Tenant members threw the inverse argument at landlords, highlighting that the drop in landlords’ profits was just the fourth decline they’ve experienced in 26 years.

“If we’re voting on rent increases because [net operating income] fell, when [net operating income] was rising why didn’t we roll back the rents and make sure tenants could afford their apartments?” Garcia asked during testimony.

Garcia, who delivered her testimony seated alongside tenants holding signs, added that many renters are still recovering from the financial impact of the pandemic and can’t shoulder even a minimal rent increase.

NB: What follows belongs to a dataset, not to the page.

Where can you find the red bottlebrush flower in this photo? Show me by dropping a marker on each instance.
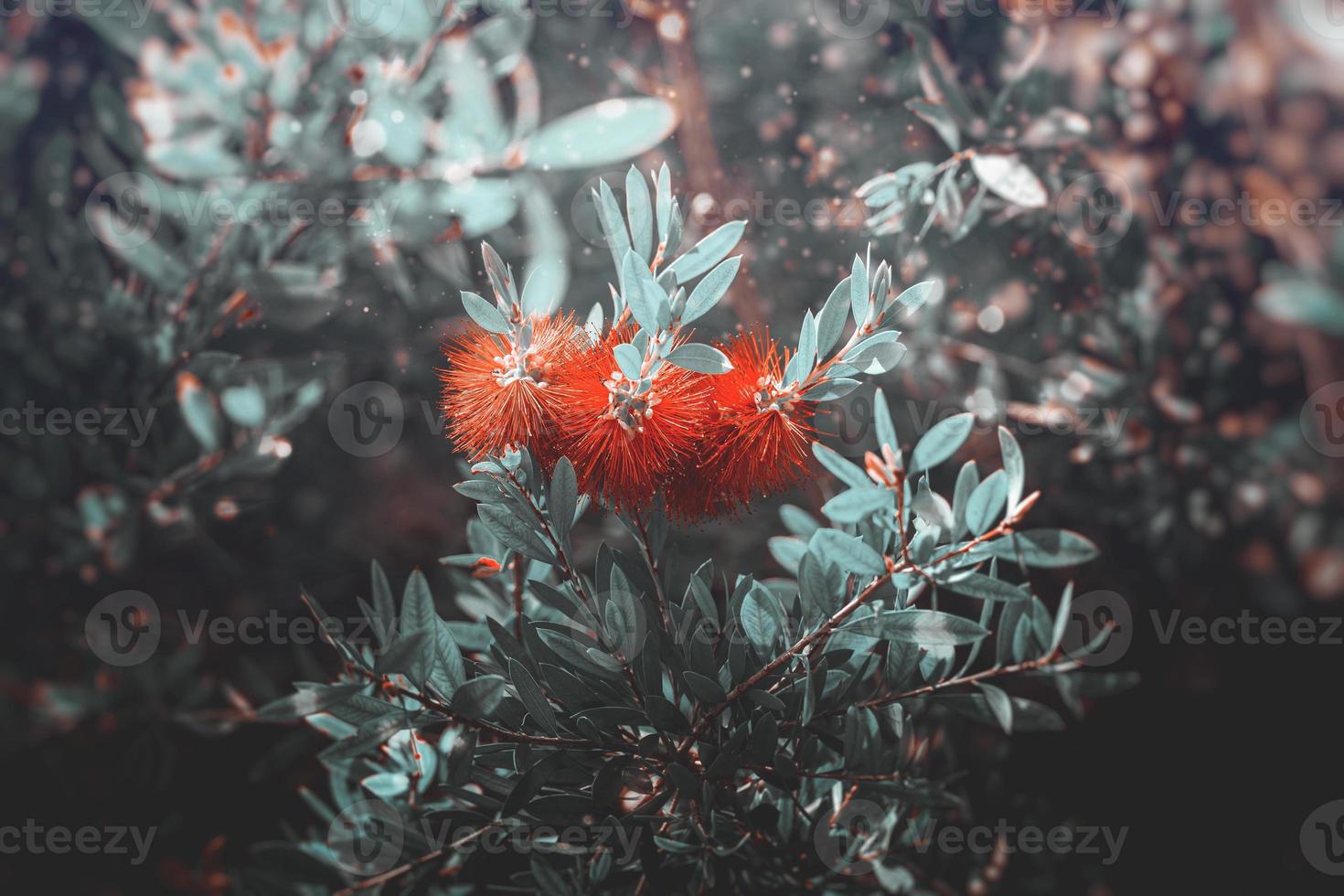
(625, 443)
(485, 567)
(500, 389)
(760, 441)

A white paper released Wednesday by The Met Council on Housing, a tenants’ rights group, suggested the average renters’ income has declined since the pandemic began. The report also estimated that tenants’ arrears have nearly doubled from $2.2 billion in the summer of 2020 to $4 billion now.

To offset those burdens, tenant members called for changes to fall between a 1 percent rollback and a 1 percent hike on one-year leases and between a rent freeze and a 1.5 percent increase for two-year leases, a motion that ultimately failed.

Moments before the board approved the preliminary hike, Garcia took a moment to broadcast the concerns voiced by the tenants in her room.

“People are suggesting that maybe when they get evicted they can come and live with some of the board members who are proposing these increases,” Garcia said. “Because that 2 percent [increase] at the minimum would be devastating to most of the folks in this room.”